Perhaps the third time will be a charm for Jamestown’s parking ticket tribunal.

The City Council recently approved a resolution authorizing Mayor Sam Teresi to executive home rule legislation to establish the administrative tribunal in conjunction with bills introduced in the Senate and Assembly by Sen. Catharine Young and Assemblyman Andy Goodell. The three-member tribunal would consist of local attorneys who have been practicing law in the city for at least three years and appointed by the state Commissioner of Motor Vehicles. Parking tickets in the city are currently handled by City Court and are rarely acted upon because of the more serious criminal cases and infractions pending in City Court. The situation has snowballed to the point there are more than $400,000 in unpaid parking ticket fines waiting to be handled.
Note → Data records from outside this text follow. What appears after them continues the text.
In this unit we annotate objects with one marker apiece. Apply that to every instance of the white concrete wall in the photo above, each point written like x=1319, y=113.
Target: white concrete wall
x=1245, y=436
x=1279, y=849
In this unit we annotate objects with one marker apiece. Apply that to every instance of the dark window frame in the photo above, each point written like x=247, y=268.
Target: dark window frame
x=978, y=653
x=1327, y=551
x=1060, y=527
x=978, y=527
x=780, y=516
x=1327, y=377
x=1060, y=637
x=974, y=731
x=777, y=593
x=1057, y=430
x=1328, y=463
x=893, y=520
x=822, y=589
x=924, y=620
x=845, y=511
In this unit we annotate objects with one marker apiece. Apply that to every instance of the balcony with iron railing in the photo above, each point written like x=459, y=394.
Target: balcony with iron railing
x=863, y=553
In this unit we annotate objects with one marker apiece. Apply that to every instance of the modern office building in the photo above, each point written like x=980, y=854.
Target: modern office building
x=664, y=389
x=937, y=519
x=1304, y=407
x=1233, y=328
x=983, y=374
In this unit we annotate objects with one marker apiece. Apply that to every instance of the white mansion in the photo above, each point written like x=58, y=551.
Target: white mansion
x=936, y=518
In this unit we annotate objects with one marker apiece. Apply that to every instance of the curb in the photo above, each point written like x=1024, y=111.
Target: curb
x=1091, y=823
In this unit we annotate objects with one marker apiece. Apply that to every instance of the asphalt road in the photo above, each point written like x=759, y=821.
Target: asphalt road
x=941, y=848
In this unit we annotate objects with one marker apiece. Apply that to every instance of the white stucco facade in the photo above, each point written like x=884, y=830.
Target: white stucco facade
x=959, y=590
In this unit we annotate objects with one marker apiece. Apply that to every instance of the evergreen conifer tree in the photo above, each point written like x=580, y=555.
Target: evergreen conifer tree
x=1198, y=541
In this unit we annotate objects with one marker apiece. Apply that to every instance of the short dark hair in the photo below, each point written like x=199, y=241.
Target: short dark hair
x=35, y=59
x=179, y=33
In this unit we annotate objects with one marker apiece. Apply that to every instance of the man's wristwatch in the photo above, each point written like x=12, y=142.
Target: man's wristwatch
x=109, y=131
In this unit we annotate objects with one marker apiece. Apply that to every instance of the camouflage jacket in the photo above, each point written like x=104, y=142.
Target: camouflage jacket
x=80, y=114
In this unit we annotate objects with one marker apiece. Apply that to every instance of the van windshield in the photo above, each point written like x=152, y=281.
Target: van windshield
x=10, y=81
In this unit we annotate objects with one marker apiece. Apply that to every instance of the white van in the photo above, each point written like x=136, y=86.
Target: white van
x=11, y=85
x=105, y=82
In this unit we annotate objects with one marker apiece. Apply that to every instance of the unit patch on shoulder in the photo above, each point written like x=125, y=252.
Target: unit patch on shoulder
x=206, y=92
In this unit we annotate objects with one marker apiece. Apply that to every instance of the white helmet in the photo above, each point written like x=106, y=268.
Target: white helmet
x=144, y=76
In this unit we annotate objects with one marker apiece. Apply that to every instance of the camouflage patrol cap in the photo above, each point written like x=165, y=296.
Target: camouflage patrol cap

City officials have been trying for the past few years to get state approval for the parking ticket tribunal, but each time it has failed to make it through the state Legislature’s arcane procedures despite the best efforts of Young and Goodell. Teresi recently told The Post-Journal that assistance from the state Financial Restructuring Board could make the difference this time around because the state board included creating the tribunal in its action plan for the city.

It’s good to hear optimism over the future of the parking ticket tribunal, but that doesn’t mean this process doesn’t stink. Why have local government if they are unable to implement something as simple as a parking ticket tribunal? Why have local government at all if an idea is only seen as having merit when it is included in a state plan? It would seem an administrative approval is all that should be necessary to create this tribunal. It shouldn’t take an act of Congress.